Hi and welcome! I'm Lindsey, a Cajun girl living in Charleston, SC with my two adventurous preschoolers, newborn baby boy, & sweet husband. I'm a work-from-home-mom/business owner, just finished my Masters degree, am studying for the LSAT, and love to read. Jesus, Star Wars, Italy (although I've yet to visit, but am forever planning my evening in Roma), and traveling are amongst my favorite things, and you can find me writing about life, parenting, my hopes, dreams, and all things in between.
This past month has been a so strange, and for the most part I’ve felt a bit lost and confused.
I think this is what they call grieving.
Experiencing the euphorhia that comes with discovering a pregnancy, followed by the heartbreak of losing that child a few weeks later is draining to say the least. I’ve withdrawn from life and have been avoiding people and places, but with a new year on the horizon I have a new sense of hope and wonder.

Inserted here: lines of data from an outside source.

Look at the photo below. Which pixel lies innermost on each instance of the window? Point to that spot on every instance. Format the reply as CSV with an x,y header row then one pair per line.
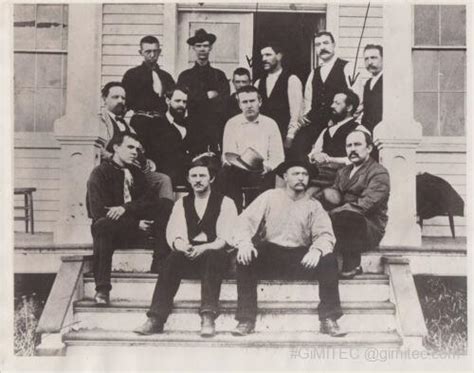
x,y
40,47
439,60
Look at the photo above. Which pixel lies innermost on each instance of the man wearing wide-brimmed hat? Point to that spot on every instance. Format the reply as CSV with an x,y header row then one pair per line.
x,y
208,87
287,234
252,148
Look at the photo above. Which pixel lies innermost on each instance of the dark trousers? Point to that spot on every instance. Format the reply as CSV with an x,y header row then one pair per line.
x,y
350,229
231,180
286,263
108,235
210,266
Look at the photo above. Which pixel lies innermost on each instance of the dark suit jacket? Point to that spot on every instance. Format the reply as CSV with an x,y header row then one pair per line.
x,y
366,193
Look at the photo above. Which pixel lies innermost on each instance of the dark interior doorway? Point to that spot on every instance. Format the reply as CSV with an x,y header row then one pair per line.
x,y
295,32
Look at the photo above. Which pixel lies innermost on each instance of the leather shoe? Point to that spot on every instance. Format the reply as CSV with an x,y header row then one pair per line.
x,y
331,327
243,328
101,298
151,326
208,328
352,273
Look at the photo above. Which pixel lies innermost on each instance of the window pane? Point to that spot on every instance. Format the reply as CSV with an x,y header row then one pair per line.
x,y
452,114
49,26
48,108
24,109
425,71
426,25
452,70
49,70
453,25
24,67
24,26
426,112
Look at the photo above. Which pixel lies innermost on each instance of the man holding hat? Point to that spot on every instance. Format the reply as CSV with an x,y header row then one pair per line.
x,y
252,148
198,232
208,87
286,233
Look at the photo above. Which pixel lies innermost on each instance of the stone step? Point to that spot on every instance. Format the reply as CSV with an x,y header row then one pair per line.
x,y
274,316
140,286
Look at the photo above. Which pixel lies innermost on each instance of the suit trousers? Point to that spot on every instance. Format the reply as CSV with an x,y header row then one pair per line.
x,y
286,264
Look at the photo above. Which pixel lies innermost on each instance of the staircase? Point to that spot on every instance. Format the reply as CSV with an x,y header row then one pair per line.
x,y
287,318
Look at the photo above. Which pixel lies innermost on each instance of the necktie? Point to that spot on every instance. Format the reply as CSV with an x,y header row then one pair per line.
x,y
157,87
127,185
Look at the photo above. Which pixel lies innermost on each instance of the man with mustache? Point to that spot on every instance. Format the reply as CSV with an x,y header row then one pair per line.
x,y
333,75
329,151
286,234
281,92
198,232
363,188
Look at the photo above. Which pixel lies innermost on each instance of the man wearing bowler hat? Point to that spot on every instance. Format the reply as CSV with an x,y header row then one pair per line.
x,y
252,148
208,87
286,233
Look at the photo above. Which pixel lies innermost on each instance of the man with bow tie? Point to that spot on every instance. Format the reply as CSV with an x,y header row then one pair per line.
x,y
146,85
122,207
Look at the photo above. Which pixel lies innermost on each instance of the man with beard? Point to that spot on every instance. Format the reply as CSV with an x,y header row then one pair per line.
x,y
198,232
208,89
333,75
174,141
282,92
146,85
364,188
329,152
285,233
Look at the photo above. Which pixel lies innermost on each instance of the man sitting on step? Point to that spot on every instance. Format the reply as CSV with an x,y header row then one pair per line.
x,y
123,208
198,232
284,232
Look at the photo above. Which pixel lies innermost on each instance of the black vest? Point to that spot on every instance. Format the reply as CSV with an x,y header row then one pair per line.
x,y
323,92
277,105
336,146
373,104
209,220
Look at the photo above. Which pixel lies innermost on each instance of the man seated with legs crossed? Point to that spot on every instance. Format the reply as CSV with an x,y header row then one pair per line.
x,y
285,232
123,208
198,232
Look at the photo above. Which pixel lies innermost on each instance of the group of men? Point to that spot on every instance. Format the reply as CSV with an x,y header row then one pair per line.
x,y
230,150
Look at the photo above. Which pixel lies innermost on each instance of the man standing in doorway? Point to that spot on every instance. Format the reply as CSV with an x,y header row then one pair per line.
x,y
281,92
208,88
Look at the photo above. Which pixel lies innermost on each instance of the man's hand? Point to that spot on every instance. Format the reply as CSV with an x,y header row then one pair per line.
x,y
196,251
311,259
115,212
212,94
244,255
145,225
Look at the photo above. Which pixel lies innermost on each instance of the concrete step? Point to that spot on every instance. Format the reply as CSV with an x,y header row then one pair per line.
x,y
140,286
274,316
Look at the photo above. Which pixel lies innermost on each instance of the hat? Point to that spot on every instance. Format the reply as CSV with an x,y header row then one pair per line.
x,y
200,36
283,167
250,160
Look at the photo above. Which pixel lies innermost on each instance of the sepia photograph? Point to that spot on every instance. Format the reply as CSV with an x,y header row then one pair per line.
x,y
238,185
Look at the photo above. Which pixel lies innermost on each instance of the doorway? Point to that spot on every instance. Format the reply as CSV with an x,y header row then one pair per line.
x,y
295,32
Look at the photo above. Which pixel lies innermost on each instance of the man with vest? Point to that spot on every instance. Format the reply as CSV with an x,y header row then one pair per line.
x,y
333,75
146,85
281,92
198,232
329,151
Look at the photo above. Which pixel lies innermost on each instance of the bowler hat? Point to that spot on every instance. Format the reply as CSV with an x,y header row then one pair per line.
x,y
250,160
201,36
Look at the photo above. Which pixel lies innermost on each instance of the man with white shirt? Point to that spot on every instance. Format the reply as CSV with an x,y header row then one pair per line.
x,y
198,232
252,135
333,75
281,92
329,151
364,188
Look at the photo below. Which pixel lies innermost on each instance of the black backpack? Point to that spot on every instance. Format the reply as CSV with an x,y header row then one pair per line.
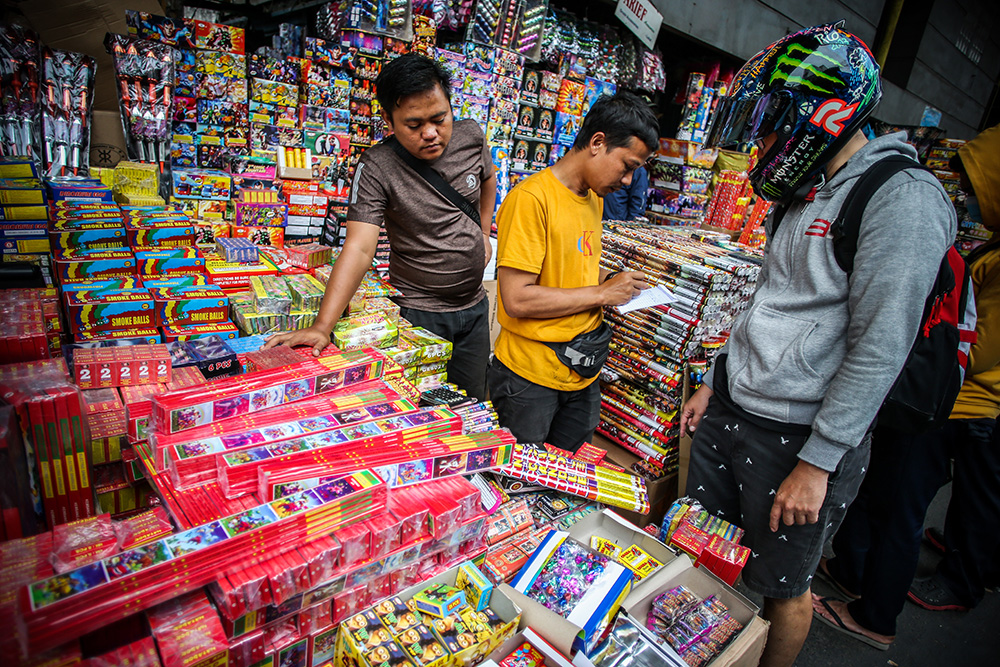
x,y
924,393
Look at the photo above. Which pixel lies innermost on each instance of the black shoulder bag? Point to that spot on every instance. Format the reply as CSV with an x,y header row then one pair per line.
x,y
435,180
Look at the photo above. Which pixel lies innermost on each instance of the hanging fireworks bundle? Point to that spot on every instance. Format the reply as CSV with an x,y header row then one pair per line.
x,y
145,74
18,91
67,97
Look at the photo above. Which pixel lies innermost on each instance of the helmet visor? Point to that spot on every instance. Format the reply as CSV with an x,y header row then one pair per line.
x,y
743,120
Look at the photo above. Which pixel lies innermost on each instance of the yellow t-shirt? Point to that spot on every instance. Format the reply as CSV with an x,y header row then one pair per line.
x,y
546,229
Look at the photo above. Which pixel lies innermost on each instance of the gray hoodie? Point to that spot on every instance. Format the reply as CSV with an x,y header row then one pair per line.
x,y
813,349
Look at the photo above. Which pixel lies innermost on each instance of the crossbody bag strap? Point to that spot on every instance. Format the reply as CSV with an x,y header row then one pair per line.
x,y
435,180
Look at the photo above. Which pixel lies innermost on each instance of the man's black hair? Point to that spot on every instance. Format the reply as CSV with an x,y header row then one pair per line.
x,y
407,75
620,117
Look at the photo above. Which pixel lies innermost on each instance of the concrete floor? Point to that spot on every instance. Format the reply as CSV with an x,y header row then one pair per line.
x,y
923,637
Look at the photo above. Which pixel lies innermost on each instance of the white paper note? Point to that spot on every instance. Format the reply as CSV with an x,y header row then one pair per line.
x,y
657,295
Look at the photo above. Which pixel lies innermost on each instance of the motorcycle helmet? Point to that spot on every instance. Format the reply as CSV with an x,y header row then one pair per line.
x,y
814,88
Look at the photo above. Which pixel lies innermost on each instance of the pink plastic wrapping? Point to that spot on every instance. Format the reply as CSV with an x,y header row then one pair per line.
x,y
446,515
140,653
355,544
412,517
385,534
349,602
81,542
247,650
142,528
316,618
187,626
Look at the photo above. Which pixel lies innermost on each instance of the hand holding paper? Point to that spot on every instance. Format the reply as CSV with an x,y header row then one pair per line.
x,y
657,295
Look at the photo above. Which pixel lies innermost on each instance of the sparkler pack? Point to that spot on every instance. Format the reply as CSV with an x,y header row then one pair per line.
x,y
712,280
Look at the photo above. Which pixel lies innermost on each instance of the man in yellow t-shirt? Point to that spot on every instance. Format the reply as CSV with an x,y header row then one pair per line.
x,y
552,287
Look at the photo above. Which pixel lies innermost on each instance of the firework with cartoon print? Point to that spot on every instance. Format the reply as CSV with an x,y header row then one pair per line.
x,y
62,586
196,538
250,519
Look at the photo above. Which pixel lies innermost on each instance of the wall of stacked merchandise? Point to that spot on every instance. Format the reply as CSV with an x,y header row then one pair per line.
x,y
174,495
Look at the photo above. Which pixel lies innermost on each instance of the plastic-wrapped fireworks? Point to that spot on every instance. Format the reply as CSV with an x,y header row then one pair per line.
x,y
145,74
19,57
67,91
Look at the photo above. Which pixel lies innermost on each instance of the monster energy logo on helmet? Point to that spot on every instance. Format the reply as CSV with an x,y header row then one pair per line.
x,y
794,70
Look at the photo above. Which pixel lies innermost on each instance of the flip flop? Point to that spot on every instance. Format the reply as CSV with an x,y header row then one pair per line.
x,y
838,625
823,572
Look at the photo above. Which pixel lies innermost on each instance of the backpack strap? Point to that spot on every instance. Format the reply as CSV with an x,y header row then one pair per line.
x,y
847,226
435,180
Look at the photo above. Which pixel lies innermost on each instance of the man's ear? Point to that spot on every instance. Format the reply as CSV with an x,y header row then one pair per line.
x,y
597,142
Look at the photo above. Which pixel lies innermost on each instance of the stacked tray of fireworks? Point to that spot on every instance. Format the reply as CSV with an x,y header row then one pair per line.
x,y
237,471
193,460
434,510
71,604
560,470
360,565
50,411
231,397
30,326
429,459
277,303
711,279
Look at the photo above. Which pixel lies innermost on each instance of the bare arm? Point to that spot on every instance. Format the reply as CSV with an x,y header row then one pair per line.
x,y
487,202
523,297
354,260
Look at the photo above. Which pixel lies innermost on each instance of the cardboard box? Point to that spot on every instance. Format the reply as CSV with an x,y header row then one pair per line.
x,y
745,649
553,658
587,621
502,604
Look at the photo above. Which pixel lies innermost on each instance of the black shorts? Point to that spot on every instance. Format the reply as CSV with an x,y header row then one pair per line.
x,y
736,469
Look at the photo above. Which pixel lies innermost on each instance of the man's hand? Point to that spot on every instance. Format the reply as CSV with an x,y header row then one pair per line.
x,y
315,337
800,496
694,409
623,287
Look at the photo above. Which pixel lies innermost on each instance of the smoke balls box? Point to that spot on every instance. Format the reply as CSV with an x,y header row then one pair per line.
x,y
190,305
109,311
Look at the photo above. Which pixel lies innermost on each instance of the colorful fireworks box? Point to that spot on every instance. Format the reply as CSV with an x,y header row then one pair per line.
x,y
190,305
307,292
170,262
109,310
194,461
237,471
238,250
121,366
69,605
246,601
189,408
188,632
270,295
563,472
81,265
375,391
102,234
437,459
309,256
225,330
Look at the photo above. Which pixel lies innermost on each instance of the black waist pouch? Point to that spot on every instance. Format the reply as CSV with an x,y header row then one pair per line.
x,y
585,354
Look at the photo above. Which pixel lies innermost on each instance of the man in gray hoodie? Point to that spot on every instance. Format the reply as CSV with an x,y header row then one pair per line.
x,y
782,421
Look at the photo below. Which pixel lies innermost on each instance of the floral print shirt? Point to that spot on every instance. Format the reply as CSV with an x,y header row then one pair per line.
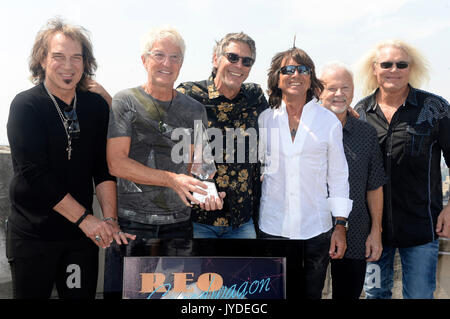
x,y
238,171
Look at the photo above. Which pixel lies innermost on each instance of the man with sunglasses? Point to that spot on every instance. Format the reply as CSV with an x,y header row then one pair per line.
x,y
154,188
57,133
231,106
305,176
413,128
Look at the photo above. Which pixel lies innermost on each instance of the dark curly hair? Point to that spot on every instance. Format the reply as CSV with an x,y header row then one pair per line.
x,y
299,56
41,46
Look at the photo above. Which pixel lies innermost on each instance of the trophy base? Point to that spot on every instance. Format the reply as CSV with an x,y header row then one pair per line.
x,y
211,190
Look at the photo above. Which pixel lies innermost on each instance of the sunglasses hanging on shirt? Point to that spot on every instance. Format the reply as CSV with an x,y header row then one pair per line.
x,y
234,58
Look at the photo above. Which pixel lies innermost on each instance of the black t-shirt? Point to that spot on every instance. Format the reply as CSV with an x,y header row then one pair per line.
x,y
43,175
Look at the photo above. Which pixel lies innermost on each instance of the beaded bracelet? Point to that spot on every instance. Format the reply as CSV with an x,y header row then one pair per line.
x,y
86,213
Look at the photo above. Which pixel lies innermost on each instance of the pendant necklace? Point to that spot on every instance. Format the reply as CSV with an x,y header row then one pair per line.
x,y
64,121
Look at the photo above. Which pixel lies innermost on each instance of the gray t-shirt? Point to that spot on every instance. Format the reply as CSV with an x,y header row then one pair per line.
x,y
150,124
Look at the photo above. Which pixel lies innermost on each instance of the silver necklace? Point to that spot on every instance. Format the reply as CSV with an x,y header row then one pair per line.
x,y
64,120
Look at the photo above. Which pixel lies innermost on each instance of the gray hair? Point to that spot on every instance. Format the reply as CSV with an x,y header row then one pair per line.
x,y
419,65
219,48
42,43
160,33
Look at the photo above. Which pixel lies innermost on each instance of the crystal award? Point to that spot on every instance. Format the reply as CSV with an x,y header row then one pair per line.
x,y
203,165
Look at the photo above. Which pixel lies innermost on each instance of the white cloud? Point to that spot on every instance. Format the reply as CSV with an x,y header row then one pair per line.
x,y
330,12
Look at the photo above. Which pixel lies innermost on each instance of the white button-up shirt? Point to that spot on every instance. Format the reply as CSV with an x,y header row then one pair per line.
x,y
305,179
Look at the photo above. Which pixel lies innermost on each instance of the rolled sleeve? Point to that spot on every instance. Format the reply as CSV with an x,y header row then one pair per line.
x,y
337,178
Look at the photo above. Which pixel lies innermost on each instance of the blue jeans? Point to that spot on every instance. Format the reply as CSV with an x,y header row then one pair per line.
x,y
419,265
246,230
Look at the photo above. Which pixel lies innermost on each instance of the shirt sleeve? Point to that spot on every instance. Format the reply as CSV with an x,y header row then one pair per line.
x,y
337,175
444,133
101,171
376,177
120,118
29,144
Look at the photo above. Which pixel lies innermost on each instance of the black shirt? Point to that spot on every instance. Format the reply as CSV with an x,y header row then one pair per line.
x,y
43,175
365,173
411,145
239,180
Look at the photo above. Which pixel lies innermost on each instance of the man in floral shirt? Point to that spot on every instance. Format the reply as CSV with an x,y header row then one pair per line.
x,y
233,108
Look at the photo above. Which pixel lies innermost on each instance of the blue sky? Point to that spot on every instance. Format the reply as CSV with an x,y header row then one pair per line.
x,y
327,30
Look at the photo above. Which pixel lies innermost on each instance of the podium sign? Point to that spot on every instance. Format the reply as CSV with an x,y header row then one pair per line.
x,y
204,278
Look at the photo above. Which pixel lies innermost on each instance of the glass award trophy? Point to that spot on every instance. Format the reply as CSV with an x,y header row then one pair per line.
x,y
203,165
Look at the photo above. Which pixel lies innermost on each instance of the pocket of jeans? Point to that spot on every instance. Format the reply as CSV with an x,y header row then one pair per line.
x,y
416,140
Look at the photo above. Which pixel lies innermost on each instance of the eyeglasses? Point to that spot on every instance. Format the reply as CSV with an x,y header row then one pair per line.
x,y
234,58
290,69
61,58
73,126
388,65
161,57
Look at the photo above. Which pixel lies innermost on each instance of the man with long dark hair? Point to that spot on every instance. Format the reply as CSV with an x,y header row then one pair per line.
x,y
57,133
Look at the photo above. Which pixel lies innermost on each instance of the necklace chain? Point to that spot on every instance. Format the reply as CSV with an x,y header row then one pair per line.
x,y
64,120
161,125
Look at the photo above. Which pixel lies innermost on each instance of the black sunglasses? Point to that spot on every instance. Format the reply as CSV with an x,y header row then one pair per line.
x,y
73,126
234,58
388,65
290,69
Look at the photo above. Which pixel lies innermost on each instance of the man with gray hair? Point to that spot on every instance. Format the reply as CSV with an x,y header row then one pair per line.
x,y
366,178
154,189
231,105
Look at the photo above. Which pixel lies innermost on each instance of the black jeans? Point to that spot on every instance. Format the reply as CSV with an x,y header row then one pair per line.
x,y
180,245
36,266
315,261
347,278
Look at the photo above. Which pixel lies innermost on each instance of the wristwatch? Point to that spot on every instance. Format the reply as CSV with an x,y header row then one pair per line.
x,y
342,223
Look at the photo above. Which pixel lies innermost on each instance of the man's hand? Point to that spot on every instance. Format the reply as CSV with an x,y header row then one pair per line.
x,y
338,242
374,248
212,203
184,185
100,232
118,235
443,223
352,112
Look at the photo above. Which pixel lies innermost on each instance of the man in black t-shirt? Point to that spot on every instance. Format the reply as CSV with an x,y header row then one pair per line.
x,y
57,134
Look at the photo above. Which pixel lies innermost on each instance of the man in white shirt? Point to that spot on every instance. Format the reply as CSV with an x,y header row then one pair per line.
x,y
305,179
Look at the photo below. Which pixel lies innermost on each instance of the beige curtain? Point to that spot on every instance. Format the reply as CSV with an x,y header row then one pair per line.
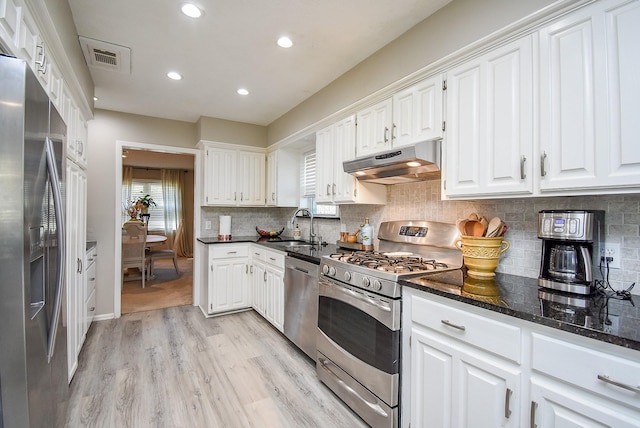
x,y
127,179
173,191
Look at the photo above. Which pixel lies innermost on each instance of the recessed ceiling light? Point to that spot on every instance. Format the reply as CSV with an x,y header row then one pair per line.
x,y
191,10
285,42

Bad things happened, but 2015 was not a bad year. I watched my health improve and then decline. I started a business. I restarted my blog. I fell in love with Star Wars. I decided that Florida is a lovely place to be, especially Tampa. And so is Asheville. I made new friendships and tried to mend broken relationships. We traveled. I changed my hair color. I made mistakes. I went back to the bayou. I spent my days with my precious children. I drove my husband crazy. I trusted in Him.
And I learned a lot.
I learned that it’s possible to make A’s in grad school if I stay disciplined and focused.
I learned that there truly is magic at Magic Kingdom.
I learned that it’s okay to write and draw and paint in my Bible.
I learned that potty training is the devil ridiculously frustrating.
I learned that forever friends do exist, even if you only see them once every few years.
I learned that it’s okay to press pause on one dream while pursuing another.
I learned that I can’t do everything.
I learned that what doesn’t kill you does make you stronger.
I learned that God will never leave me.
I learned that letting go doesn’t mean forgetting, but allows for healing.
While this is only a snapshot of my 2015, a lot can happen in one year. It is exciting to think that 2016 will be here tomorrow and a new chapter begins.
My wish for 2016 is to…
*Grow in my walk with God, truly falling more in love with my Jesus
*Be a better wife to my husband and mother to my children
*Make my health a priority
*Start volunteering again
*Take nothing for granted
I am thankful for all 2015 has been, but I believe that the best is yet to come (and babe, won’t it be fine?).